So, this was a bit heavy for reading at 9am on a Monday, but nevertheless, I understand the point of this reading. Ding's style in this piece was (or what my understanding is) what our next paper is supposed to have the tone of. It is about the different methods of comparative rhetoric as Confucius defined it as the cross-cultural study of rhetorical traditions as they exist or have existed in different societies around the world.
The overall layout of the piece began by giving a historical context for virtue-centered rhetoric, and how Ding plans to achieve the goals set by Liu and Mao by examining non-Western rhetorical text and within that text's historical, political, and cultural context. Ding's first methods include conducing a piece-by-piece analyses of each important text and author and then put them together into a larger picture.

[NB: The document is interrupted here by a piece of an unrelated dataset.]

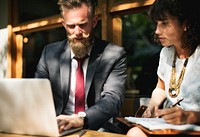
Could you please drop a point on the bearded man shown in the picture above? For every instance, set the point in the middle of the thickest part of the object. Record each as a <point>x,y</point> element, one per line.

The pieces that he seemed to focus on the most was the Analects from Confucius, which was a span of writing collected and recorded over 230 years after his death. 20 of these years encompasses all but the last 20 years of during the first political unity of China by Emperor Qing. His analyses were both by computer and hand-tagged keyword extraction, analyzing a handful of words and how often they occurred, their distribution, and the word meaning to isolate the word from its surrounding context and to analyze it in that context. Overall, Ding found that Confucius's main ideology was that only through virtue can a rule ensure the effectiveness of his orders and that his nation will follow suit.